Gold prices closed higher on Monday despite comments from Federal Reserve officials suggesting that the central bank may soon pullback its bond-buying program.
“The central bank’s bond-buying program, also known as quantitative easing, has helped support gold prices,” wrote Myra P. Saefongand Shawn Langlois in a MarketWatch report.“The program contributed to a weaker dollar, which in turn buoyed prices for dollar-denominated gold.”
In fact, two Fed officials offered comments suggesting a taper may be imminent. St. Louis Fed President James Bullard said that the best course of action may be a small tapering in December. Richmond Fed President Jeffrey Lacker stated that, at their meeting next week, the Fed will definitely be discussing pulling back on quantitative easing.

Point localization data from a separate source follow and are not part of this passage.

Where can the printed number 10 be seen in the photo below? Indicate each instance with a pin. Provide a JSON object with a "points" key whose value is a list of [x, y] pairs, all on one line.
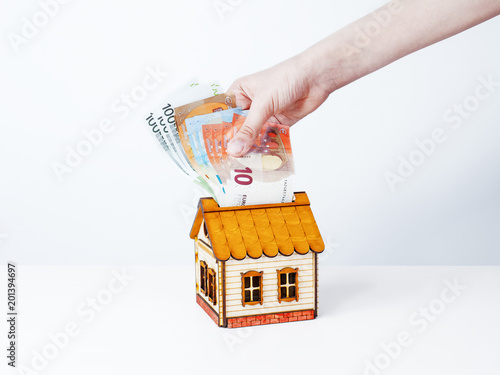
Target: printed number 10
{"points": [[241, 178]]}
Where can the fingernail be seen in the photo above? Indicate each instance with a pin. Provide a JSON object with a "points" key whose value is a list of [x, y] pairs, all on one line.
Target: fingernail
{"points": [[235, 147]]}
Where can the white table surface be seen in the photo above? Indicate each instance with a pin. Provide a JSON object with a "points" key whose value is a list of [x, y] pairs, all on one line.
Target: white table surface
{"points": [[154, 326]]}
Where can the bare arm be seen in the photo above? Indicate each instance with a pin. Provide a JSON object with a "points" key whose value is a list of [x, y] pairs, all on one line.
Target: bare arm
{"points": [[294, 88]]}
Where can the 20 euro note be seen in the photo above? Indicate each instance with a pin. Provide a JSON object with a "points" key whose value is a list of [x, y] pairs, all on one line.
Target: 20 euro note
{"points": [[266, 174]]}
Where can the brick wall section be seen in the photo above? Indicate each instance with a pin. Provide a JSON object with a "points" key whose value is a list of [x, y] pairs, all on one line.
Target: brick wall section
{"points": [[257, 320], [200, 301]]}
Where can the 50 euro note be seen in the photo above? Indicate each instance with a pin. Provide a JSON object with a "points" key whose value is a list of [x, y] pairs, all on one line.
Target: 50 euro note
{"points": [[190, 140]]}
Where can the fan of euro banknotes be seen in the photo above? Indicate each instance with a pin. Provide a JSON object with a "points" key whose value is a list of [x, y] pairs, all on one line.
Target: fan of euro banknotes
{"points": [[196, 136]]}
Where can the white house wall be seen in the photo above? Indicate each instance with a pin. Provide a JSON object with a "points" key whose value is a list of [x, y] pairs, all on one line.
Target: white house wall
{"points": [[234, 268]]}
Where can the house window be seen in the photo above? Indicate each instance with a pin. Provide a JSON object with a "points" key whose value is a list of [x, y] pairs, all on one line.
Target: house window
{"points": [[203, 277], [288, 284], [212, 294], [251, 288]]}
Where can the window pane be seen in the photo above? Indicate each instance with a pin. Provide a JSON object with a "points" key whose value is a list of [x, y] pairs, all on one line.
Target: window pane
{"points": [[256, 281], [256, 295], [283, 292]]}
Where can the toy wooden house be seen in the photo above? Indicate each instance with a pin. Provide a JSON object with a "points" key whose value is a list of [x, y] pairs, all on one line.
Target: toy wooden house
{"points": [[257, 264]]}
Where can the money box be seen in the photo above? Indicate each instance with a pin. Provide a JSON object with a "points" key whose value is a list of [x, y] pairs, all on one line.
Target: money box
{"points": [[257, 264]]}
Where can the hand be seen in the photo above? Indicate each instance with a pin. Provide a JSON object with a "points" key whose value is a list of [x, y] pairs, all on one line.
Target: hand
{"points": [[282, 94]]}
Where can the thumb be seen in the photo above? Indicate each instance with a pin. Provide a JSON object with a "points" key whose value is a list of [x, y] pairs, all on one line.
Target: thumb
{"points": [[245, 137]]}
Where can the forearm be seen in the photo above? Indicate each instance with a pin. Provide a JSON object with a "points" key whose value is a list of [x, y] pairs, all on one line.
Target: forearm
{"points": [[391, 32]]}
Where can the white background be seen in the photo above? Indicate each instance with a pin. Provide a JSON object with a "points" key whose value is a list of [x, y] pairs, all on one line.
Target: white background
{"points": [[152, 324], [126, 203]]}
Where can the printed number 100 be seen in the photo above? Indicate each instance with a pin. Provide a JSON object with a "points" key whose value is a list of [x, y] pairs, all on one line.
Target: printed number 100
{"points": [[243, 177]]}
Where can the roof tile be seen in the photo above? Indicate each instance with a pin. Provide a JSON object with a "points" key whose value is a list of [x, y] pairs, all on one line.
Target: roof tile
{"points": [[262, 229]]}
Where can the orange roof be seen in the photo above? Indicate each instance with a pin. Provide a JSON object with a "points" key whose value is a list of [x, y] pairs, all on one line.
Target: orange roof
{"points": [[260, 229]]}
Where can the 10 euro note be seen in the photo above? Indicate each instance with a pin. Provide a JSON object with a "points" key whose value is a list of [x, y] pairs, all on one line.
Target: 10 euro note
{"points": [[266, 174]]}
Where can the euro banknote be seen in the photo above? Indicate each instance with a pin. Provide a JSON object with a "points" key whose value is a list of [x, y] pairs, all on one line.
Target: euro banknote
{"points": [[196, 137]]}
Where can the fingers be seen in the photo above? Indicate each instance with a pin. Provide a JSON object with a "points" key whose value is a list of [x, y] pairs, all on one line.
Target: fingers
{"points": [[245, 138]]}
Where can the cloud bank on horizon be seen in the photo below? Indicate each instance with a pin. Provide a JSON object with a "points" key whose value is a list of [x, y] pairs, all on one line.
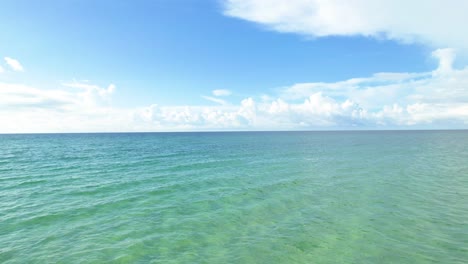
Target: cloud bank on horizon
{"points": [[385, 100]]}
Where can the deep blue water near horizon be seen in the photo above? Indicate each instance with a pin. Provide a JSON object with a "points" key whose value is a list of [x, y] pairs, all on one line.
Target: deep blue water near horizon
{"points": [[235, 197]]}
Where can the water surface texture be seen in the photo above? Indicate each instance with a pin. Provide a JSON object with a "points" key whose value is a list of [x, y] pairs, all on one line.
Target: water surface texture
{"points": [[283, 197]]}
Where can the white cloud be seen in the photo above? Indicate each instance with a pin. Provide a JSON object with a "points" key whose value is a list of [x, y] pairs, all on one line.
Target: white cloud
{"points": [[221, 92], [14, 64], [436, 23], [435, 99], [215, 100]]}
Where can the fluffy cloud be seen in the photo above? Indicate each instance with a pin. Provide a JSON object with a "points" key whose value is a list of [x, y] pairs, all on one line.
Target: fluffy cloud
{"points": [[221, 92], [427, 22], [14, 64], [435, 99]]}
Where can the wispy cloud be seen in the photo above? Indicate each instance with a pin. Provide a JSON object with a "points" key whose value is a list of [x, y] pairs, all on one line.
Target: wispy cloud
{"points": [[436, 99], [432, 23], [215, 100], [14, 64]]}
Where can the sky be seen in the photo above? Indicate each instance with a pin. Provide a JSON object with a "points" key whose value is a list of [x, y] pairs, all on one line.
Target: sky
{"points": [[232, 65]]}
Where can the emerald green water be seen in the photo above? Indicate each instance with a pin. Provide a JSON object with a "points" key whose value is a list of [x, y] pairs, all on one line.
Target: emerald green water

Towards the end of the day Richard Fisher, president of the Dallas Federal Reserve Bank, reaffirmed that he backed tapering the central bank’s bond buyback program as the earliest possible opportunity.
Yet, despite these indications that the buyback program may be coming to an end, the price of gold for February delivery rose in trading, suggesting that it may have reached a bottom.
“Gold’s price gains over the last two sessions, in the face of news indicating that a QE taper may come sooner rather than later, may mean that the metal has finally priced in such an event,” said Brien Lundin, editor of Gold Newsletter. “In short, we may have run out of sellers.”
“And with the bearish side of the boat so overcrowded, the gold market appears primed for a significant short-covering rebound,” he told MarketWatch.
Gold dropped last week, amidst the release of multiple positive economic indicators, including a better than expected jobs report. However, towards the end of the week it rose.
“The fact that gold failed to fully penetrate its prior lows from last week is a welcome sign for bullish investors,” said Fawad Razaqzada, a Forex.com technical analyst. “This has helped to prevent it from closing below that long-term bullish trend line around $1,225.”